Comédia argentina "Relatos Selvagens" explora a vingança com humor negro
Chegamos a um ponto que só nos resta a barbárie, parece dizer o argentino "Relatos Selvagens", exibido em competição em Cannes, filme de abertura da Mostra SP, e que agora estreia no Brasil. Composto de pequenas histórias de cunho moral e humor negro, o longa de Damián Szifrón, que estreia nesta quinta (23), tornou-se a maior bilheteria nacional em seu país e busca uma indicação ao Oscar de melhor filme estrangeiro.
O pequeno prólogo é um primor, envolvendo um avião, meia dúzia de passageiros e um tal de Gabriel Pasternak. Curto e inusitado, esse segmento define o tom ao que vem a seguir: uma sátira social ácida, que se passa na Argentina, mas não estaria de todo descabida se situada no Brasil e outros lugares.
As situações transitam entre o sujeito num dia de fúria contra o sistema —interpretado por Ricardo Darín— a explosão de raiva de uma noiva traída (Erica Rivas), uma espécie de luta de classes na autoestrada (com Leonardo Sbaraglia e Miguel Ángel Platinado Grando), e a corrupção.
Combinando humor, tons surrealistas e melodrama —o que remete ao cinema de Pedro Almodóvar (um dos produtores do longa)—, Szifrón, que também assina o roteiro, questiona a validade de uma vingança. Para criar o efeito cômico, as tramas caminham para o exagero, mas nem por isso são de todo descabidas —apenas um tanto improváveis.
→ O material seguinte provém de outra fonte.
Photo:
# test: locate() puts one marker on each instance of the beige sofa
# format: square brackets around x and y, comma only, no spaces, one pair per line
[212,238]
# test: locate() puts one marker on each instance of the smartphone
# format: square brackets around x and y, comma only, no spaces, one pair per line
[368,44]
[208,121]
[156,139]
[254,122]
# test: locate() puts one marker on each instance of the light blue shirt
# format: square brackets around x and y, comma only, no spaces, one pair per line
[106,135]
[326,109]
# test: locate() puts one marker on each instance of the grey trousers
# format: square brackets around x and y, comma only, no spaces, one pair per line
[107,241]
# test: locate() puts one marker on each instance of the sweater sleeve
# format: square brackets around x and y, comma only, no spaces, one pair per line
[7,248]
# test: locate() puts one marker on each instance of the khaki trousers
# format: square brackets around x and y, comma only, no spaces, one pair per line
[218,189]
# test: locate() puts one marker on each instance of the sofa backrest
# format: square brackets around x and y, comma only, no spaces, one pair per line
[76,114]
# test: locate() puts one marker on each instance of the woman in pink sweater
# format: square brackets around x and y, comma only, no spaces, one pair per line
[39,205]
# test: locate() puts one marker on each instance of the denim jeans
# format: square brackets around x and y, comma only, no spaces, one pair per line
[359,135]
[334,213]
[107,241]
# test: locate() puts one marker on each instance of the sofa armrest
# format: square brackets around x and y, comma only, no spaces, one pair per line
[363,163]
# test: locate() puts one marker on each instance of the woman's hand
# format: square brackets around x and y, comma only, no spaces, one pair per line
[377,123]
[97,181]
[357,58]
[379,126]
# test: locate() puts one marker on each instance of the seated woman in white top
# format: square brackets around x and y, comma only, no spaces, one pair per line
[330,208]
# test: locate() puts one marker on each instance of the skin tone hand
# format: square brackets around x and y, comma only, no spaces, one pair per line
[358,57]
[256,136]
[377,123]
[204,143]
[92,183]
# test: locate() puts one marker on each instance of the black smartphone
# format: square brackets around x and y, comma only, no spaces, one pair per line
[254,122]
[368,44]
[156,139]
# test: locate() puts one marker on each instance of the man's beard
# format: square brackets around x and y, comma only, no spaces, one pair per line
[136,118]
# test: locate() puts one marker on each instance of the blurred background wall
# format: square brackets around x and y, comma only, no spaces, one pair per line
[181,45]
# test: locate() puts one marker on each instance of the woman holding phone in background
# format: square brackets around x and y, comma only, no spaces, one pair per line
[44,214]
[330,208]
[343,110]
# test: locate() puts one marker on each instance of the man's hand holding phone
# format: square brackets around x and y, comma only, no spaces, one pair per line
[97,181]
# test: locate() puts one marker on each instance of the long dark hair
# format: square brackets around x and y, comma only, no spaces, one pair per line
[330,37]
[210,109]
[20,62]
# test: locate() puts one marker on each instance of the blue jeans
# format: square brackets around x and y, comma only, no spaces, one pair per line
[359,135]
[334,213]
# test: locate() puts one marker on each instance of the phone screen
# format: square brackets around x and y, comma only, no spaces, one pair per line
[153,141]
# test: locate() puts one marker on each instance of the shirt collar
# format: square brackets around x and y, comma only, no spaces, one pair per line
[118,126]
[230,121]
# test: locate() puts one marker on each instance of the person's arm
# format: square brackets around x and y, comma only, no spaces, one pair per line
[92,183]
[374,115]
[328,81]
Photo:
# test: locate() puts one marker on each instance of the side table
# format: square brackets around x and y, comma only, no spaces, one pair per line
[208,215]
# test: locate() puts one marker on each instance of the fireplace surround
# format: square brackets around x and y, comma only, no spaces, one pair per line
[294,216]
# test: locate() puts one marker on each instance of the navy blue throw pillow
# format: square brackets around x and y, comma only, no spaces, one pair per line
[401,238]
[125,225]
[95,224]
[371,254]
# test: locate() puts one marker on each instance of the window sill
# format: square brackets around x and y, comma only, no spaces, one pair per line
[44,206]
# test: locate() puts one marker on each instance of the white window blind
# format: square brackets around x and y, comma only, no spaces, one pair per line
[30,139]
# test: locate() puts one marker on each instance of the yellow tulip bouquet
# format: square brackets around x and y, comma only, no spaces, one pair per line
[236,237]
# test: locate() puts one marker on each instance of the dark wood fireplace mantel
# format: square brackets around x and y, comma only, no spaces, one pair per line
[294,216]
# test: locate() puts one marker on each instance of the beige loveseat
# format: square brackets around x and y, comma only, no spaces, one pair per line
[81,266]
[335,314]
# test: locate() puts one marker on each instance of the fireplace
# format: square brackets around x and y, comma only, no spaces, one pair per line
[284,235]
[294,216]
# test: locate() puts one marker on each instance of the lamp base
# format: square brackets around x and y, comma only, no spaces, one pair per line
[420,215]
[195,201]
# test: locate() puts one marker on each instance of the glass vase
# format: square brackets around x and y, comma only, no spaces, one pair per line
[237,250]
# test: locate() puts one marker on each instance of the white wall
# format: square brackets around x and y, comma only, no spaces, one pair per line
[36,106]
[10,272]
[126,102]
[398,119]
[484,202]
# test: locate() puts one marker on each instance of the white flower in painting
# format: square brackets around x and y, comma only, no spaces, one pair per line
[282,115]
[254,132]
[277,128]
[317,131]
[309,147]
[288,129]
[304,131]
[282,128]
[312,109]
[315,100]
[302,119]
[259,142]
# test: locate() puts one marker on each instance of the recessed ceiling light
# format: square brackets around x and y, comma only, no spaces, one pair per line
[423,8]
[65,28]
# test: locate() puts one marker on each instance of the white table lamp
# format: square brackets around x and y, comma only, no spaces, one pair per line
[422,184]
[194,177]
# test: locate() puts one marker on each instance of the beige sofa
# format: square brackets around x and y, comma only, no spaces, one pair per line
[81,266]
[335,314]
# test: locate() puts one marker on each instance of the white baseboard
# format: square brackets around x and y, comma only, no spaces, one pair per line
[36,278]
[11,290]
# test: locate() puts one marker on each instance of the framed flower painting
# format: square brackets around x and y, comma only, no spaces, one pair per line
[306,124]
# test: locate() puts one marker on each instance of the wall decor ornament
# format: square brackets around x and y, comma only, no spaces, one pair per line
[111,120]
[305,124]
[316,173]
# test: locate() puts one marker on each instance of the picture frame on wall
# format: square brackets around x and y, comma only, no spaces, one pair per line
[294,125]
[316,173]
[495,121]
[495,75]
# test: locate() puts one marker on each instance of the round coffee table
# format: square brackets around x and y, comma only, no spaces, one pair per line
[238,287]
Numa delas, por exemplo, dois homens criam uma disputa na estrada. Um deles, visivelmente rico (Sbaraglia) e outro pobre (Platinado Grando). O que começa com uma perseguição —com ecos de "Encurralado", de Steven Spielberg— se transforma em algo surreal, como nas eternas rusgas entre Papaléguas e Coyote do desenho animado.
Darín é um engenheiro especializado em implosões, que se volta contra o sistema burocrático depois de receber uma multa ? não injusta, na verdade. Mas o sistema se revela corrupto numa história envolvendo um homem influente e seu filho, que atropela e mata acidentalmente e sem prestar socorro uma mulher grávida.
A trama se revela gradativamente, incorporando o motorista da família e mostra que, no inferno, ninguém se salva.
Nesse, como nos outros segmentos, a trama se constrói com altas doses de suspense, bem como uma indagação de até onde o diretor será capaz de ir ? e ele vai bem longe, basta ver o último episódio, que também é o melhor. Protagonizado por Erica Rivas, interpretando uma noiva que descobre, durante a festa, que seu recém-marido a trai com uma colega de escritório. A vingança é um prato que se come entre cortar o bolo e jogar o buquê.